Газетная вырезка под заголовком «Привидение взламывает сейф» содержала довольно точный отчет о призраке и ограблении. Статья заканчивалась ремаркой, что тайна по-прежнему не раскрыта, однако для распутывания дела нанят лучший сыщик страны.
Я со смехом бросил письмо Рэднору, – он уже слышал о Терри в связи с делом Паттерсона-Пратта.
– Наверно, лучшее, что мы можем сделать, это засадить его за работу, – предложил я, – ибо он патологически одержим выискиванием тайны, которая сулит какие-либо новости, – если кто-то и может узнать правду об этих облигациях, так это он.
– Я не желаю знать правду, – проворчал Рэднор. – Меня тошнит от одного слова «облигации».
Таково было его поведение с того момента, как уехал детектив. На мою настойчивость относительно того, что мы обязаны выследить вора, он только пожал плечами. Другой бы на моем месте заподозрил, что подобное безразличие лишь доказывает его собственную вину в воровстве, однако у меня и в мыслях ни разу не возникло такого подозрения. Его, как он выразился, тошнило от одного слова «облигации», а для человека с его темпераментом на этом дело исчерпывалось. Хотя я не понимал его позиции, я поверил ему на слово. В том, как Рэд прямо смотрел в глаза, было нечто, вызывающее доверие. Я слыхал, как полковник хвастался, что Гейлорд не способен лгать.
Вещи, которые мог или не мог делать Гейлорд, для нравственности северянина были, признаться, несколько озадачивающими. Гейлорд мог пить, играть и не платить долгов (не карточных, – портному или бакалейщику); он мог быть героем множества сомнительных интрижек с женщинами; мог во внезапном приступе страсти совершить убийство – в семейных хрониках значилось не одно душегубство, – но его «честь» ни при каких обстоятельствах не позволила бы ему солгать. Это шутливое замечание поразило меня своей антикульминационностью. И тем не менее я поверил ему. Если Рэд говорил, что ничего не знает об украденных облигациях, то я и выбросил эту вероятность из головы.
Несмотря на испытанное мной облегчение оттого, что он не виновен, все же эта история заставляла меня беспокоиться и нервничать. Мне казалось преступным ничего не предпринимать, но, несмотря на это, руки мои были связаны. Едва ли я мог затеять самостоятельное расследование, ибо любая улика выводила на след призрака, а эта тема, как недвусмысленно дал понять Рэд, была под запретом. Тем временем полковник был относительно спокоен, так как полагал, что детектив все еще работает над делом. Я, соответственно, ничего не делал, но смотрел в оба, в надежде, что что-нибудь произойдет.

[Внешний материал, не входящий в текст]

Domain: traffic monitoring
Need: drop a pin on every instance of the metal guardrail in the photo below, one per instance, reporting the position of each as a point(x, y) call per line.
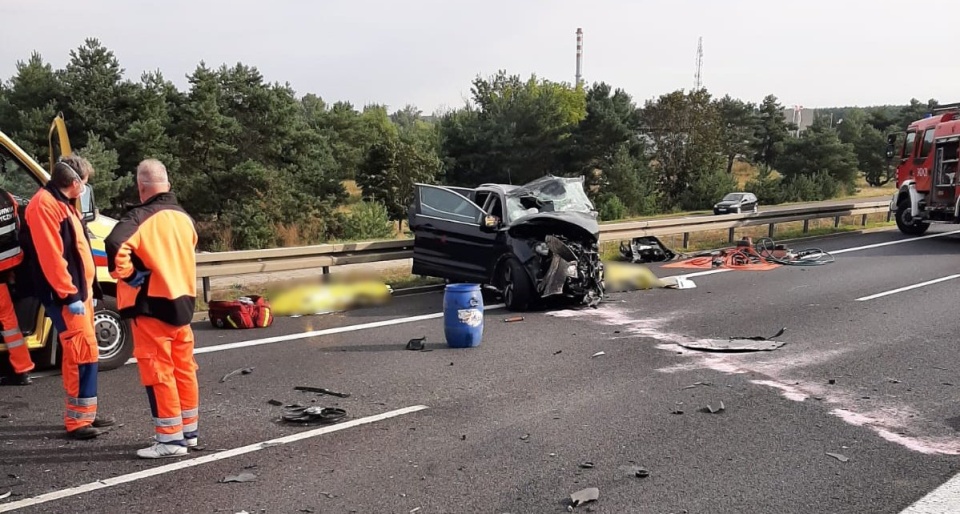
point(226, 264)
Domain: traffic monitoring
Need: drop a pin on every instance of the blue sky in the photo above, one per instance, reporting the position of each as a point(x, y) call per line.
point(815, 53)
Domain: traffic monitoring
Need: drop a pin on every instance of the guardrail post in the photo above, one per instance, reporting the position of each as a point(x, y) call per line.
point(206, 289)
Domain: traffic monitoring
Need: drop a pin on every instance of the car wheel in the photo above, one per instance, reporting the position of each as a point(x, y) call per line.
point(515, 285)
point(114, 336)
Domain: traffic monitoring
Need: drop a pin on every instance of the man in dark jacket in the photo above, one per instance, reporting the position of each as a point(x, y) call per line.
point(152, 254)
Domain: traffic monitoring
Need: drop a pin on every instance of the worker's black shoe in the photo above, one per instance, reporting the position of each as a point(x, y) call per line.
point(16, 379)
point(87, 432)
point(104, 421)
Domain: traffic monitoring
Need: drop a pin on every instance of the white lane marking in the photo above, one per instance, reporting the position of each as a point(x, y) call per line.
point(324, 332)
point(294, 337)
point(189, 463)
point(898, 241)
point(907, 288)
point(942, 499)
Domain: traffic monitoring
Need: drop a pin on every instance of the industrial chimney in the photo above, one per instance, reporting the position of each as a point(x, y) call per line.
point(579, 55)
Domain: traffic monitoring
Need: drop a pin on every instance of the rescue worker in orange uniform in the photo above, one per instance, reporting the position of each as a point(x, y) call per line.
point(11, 255)
point(65, 279)
point(152, 254)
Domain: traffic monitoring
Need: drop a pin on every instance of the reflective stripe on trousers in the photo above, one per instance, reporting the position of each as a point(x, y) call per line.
point(80, 367)
point(167, 368)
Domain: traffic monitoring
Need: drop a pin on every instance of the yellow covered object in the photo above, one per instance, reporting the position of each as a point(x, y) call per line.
point(322, 298)
point(618, 276)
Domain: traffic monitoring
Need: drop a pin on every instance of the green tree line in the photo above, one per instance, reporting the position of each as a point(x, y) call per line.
point(259, 166)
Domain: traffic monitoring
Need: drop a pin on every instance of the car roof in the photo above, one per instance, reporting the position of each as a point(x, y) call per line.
point(506, 188)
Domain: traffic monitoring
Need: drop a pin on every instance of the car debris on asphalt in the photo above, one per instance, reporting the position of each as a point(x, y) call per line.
point(765, 255)
point(839, 457)
point(416, 344)
point(646, 249)
point(321, 390)
point(312, 415)
point(711, 410)
point(241, 371)
point(242, 477)
point(736, 344)
point(582, 496)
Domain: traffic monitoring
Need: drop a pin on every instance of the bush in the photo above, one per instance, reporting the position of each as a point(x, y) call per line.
point(612, 208)
point(367, 220)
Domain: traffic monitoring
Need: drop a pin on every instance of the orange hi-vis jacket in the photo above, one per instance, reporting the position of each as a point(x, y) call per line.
point(59, 244)
point(159, 237)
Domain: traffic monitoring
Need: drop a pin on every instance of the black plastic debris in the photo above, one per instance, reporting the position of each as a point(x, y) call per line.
point(312, 415)
point(737, 344)
point(711, 410)
point(587, 495)
point(321, 390)
point(241, 371)
point(416, 344)
point(646, 249)
point(242, 477)
point(838, 456)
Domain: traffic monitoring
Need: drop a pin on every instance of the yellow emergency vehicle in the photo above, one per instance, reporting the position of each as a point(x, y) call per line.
point(22, 176)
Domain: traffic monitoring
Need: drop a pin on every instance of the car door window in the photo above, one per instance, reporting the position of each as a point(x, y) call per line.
point(16, 178)
point(437, 202)
point(494, 207)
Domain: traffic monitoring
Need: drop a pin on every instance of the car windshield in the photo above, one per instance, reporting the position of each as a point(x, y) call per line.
point(548, 194)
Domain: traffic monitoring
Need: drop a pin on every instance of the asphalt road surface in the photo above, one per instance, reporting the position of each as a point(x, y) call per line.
point(868, 372)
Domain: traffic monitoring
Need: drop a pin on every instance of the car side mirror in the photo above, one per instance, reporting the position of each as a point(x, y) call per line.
point(88, 209)
point(490, 223)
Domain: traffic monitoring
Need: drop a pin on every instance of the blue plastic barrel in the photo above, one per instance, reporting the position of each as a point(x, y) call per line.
point(462, 315)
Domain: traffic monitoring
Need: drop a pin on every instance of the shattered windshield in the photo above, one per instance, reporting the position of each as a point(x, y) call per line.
point(548, 194)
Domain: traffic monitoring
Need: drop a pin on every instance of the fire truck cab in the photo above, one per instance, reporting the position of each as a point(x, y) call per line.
point(927, 184)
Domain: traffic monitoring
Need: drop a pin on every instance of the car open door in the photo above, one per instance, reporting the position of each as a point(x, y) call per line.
point(451, 240)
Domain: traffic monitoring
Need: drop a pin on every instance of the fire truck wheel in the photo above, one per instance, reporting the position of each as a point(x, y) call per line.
point(906, 223)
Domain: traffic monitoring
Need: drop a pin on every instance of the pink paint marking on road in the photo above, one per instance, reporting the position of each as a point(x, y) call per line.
point(926, 445)
point(891, 421)
point(790, 392)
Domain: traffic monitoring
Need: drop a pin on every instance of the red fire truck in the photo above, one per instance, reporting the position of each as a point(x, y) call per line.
point(927, 187)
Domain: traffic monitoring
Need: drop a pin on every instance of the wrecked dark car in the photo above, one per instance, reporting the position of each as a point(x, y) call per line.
point(530, 242)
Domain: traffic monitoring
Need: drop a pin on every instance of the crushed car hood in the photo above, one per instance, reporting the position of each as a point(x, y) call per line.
point(575, 224)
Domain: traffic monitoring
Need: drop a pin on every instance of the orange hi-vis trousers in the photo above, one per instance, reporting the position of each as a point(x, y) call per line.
point(168, 371)
point(12, 337)
point(80, 366)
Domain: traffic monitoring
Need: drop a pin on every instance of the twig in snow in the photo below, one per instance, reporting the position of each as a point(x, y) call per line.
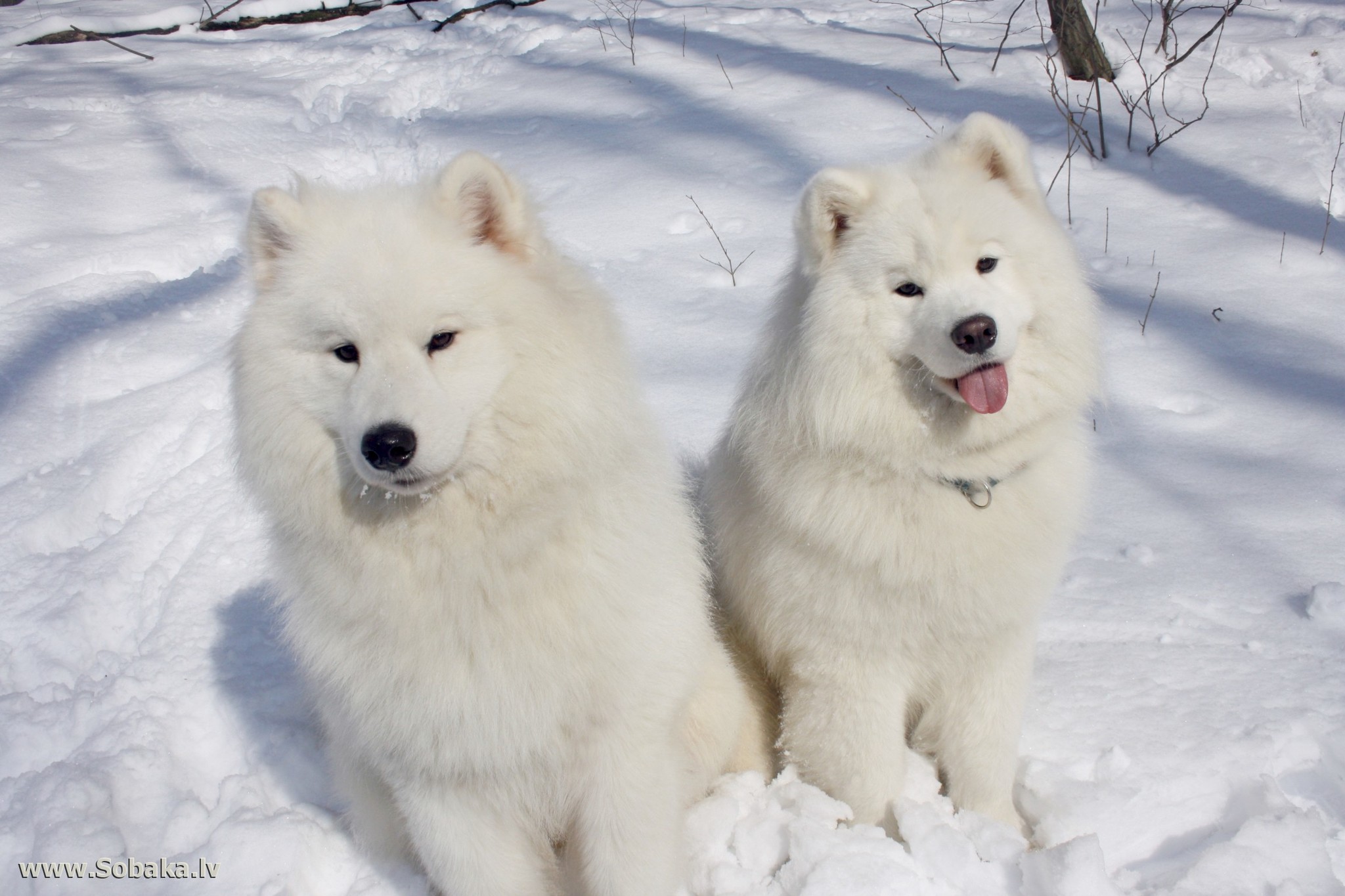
point(625, 11)
point(1156, 85)
point(1152, 296)
point(146, 55)
point(912, 108)
point(1007, 24)
point(725, 72)
point(731, 268)
point(1340, 140)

В первую неделю после отъезда сыщика настроение Рэда было абсолютно невыносимым. Это не имело ничего общего с украденными облигациями, но было всецело связано с поведением Полли Мэзерс. Она едва замечала существование Рэда, настолько она была занята восторженным молодым шерифом. Я не знал, что произошло, но подозревал, что дело в передаваемых шепотом гипотезах относительно призрака.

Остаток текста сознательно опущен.